I finally got around to repairing the gate and fence through which I so merrily crashed last week. If I am permitted to say so, it was one of the best carpentry jobs I’ve ever done. I worked slowly and as methodically as I am capable of working, made no errors in measuring, cut off no fingers, lifted no expletives into the air which would have to be deleted here, and was genuinely pleased with how it turned out. To top things off, I had sufficient energy and daylight left to mow the grass, and I managed to do so without crashing into the fence again. And believe me, that very scenario kept going through my mind as I sloooooooowly backed my still-unrepaired-brakes-truck back into position after I put away the mower. I had already made up my mind that if God had been feeling whimsical today and had allowed me to destroy the work I had done, I would simply announce to my wife that we don’t really need a fence and gate there, and that the new open design would enhance our feng shui beyond all hope of the neighbors besting us. But this was a moot point.
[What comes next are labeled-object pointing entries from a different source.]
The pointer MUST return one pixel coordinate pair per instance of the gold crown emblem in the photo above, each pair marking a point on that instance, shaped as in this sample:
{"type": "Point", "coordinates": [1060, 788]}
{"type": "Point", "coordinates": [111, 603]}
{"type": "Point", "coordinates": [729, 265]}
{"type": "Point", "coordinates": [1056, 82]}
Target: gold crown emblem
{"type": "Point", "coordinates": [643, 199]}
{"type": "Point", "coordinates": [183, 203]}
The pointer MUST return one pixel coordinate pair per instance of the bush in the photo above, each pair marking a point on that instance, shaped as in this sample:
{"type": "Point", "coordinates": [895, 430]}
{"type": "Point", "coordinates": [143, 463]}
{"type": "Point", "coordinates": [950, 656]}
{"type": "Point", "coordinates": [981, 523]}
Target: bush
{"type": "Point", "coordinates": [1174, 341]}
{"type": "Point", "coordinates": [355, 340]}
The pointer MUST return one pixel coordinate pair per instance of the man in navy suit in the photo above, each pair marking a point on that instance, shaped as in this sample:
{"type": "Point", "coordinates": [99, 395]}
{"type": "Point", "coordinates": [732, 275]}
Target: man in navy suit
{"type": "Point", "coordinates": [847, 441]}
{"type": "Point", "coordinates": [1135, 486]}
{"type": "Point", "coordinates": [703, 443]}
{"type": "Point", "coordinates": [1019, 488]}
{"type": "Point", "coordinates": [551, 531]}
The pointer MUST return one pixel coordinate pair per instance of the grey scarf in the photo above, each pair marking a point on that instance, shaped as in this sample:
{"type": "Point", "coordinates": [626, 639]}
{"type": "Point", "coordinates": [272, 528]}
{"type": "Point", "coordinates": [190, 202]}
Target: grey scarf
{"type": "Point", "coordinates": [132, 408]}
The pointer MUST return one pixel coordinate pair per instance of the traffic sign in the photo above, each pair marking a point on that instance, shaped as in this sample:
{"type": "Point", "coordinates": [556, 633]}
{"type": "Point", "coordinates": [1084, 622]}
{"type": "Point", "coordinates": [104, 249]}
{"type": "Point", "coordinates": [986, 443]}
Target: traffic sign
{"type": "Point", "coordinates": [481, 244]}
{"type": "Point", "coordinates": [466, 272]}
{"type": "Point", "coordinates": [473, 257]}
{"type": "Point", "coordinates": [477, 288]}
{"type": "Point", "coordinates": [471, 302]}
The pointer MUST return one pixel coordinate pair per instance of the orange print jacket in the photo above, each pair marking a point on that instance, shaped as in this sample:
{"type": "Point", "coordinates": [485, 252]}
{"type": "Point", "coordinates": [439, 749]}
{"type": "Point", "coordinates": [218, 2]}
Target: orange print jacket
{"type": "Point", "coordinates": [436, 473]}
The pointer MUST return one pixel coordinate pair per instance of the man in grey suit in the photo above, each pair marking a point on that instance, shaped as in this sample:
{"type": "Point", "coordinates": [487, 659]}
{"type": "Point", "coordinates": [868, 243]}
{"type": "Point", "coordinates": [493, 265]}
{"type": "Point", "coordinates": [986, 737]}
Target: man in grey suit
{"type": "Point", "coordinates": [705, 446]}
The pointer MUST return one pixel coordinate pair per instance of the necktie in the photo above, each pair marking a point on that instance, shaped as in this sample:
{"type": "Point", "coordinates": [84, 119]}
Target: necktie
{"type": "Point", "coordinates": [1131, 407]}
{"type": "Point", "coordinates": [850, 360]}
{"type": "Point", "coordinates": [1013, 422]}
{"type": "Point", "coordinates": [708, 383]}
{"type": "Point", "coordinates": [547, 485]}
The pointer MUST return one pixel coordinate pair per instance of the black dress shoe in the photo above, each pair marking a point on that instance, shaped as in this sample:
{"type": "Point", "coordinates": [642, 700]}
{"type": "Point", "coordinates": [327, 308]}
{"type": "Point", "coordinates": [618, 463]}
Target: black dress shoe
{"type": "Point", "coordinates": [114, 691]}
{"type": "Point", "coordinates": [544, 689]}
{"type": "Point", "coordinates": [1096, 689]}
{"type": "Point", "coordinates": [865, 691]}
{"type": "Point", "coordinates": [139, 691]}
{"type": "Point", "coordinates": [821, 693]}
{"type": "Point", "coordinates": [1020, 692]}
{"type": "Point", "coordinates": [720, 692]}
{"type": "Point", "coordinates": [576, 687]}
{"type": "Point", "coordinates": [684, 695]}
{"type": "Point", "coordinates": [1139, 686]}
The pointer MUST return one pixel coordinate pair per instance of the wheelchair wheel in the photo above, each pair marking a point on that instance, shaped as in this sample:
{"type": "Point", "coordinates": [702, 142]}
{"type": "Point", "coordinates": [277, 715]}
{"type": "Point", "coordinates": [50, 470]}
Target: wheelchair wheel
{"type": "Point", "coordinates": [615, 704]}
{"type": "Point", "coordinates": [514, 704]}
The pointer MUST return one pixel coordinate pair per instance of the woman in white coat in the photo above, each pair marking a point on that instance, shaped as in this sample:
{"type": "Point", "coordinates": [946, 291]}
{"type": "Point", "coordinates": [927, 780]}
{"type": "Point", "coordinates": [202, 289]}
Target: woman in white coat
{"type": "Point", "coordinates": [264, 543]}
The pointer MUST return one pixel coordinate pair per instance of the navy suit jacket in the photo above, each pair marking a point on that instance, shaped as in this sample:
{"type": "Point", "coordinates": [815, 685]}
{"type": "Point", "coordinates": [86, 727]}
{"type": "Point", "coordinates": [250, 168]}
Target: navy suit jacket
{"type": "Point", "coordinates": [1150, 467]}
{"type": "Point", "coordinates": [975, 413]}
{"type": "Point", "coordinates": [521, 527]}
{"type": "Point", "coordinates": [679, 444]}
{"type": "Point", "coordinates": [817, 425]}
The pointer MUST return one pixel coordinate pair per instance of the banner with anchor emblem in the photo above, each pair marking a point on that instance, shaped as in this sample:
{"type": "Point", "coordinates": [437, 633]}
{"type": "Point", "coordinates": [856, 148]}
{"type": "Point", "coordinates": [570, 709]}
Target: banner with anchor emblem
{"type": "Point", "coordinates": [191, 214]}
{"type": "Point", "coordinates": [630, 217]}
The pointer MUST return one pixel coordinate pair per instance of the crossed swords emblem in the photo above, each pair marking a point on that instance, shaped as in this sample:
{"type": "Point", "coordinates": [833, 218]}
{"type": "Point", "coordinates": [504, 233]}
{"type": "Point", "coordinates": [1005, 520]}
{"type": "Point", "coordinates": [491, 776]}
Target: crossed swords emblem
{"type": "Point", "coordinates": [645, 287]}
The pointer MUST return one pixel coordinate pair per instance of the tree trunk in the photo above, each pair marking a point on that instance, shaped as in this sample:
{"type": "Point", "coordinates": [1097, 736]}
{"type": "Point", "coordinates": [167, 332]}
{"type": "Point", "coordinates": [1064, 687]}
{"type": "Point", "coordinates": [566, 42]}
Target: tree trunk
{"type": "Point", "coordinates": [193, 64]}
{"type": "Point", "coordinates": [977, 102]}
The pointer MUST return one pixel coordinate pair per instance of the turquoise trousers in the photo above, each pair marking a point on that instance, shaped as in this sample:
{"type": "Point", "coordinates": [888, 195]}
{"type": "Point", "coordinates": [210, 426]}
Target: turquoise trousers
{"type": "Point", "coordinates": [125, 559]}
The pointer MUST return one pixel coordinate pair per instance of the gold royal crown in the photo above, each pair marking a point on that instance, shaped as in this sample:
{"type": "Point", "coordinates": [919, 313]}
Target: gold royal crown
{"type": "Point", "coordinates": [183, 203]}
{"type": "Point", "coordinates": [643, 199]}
While I was mowing, I was thinking about God and life and all of my questions. My mind turned to the mystic thinker and artist William Arkle, to whose work I was introduced by Bruce Charlton. Arkle’s idea of two heavenly parents watching over Their children, not angry with their children but deeply interested and concerned and pleased and thrilled by their steps and missteps….this concept is profoundly attractive and interesting to me. As I mowed, I whispered fragments of prayers. Can this be true? Are there two of you, mother and father, just like in nature? Are you watching me now? Do I displease you? Will you ever communicate with me directly? The thoughts were not ponderous as some of my divinely-aimed musings are. They were light and natural and quite pleasant. I kept thinking these thoughts and whispering these miniature prayers as I worked.

Not everything about the mowing was pleasant, though. While maneuvering the mower around some shrubs on one side of the house, I saw what I thought were two leaves flutter up out of the variegated foliage. Then I realized that the leaves were actually two luna moths. I was shocked to see not one but two of the beautiful, mysterious creatures, but also at that time of day when the sun is still powerful. I shut off the mower and moved to see if I had hurt them.

One moth bore no marks on its body. It lay in the grass, face down, wings open and displaying the eerie eyes on them. I instinctively decided this was the female. The other moth’s right wing was chewed by the mower blades and the moth was in the exact same position as the first one, except it was slowly beating its (his) wings. It seemed to be trying to crawl across the grass.

I went to the female and scooped her up and placed her atop the shrub they’d been beneath when I hit them with the mower. She waved her wings and stayed where I placed her. Then I turned to her mate.

He continued to beat his wings slowly and I imagine painfully, moving slightly forward. His delicate antennae, like tiny brown Christmas trees, quivered a bit as he moved. I tried to scoop him up as I had done his mate, but my efforts seemed to either alarm or hurt him, and he fought with some ferocity to keep me from trapping him in my hands. After numerous attempts, I gave up. I went and fetched my phone and took the photo of him at the top of this entry, then looked to see what his mate was doing. She was gone from the shrub, and I never saw her again.

I tried to move the moth nearer the base of the shrub from which I had knocked him, but again he resisted me so violently I became frightened that I would hurt him worse than I already had. Finally, all I could do was stand over him and tell him how sorry I was that I had inadvertently hurt him, and I asked my heavenly Father to be merciful to the moth and to either help him recover very quickly, or to end his suffering. I could not bring myself to perform the latter act on behalf of my Father, even though it would perhaps have been the merciful thing to do.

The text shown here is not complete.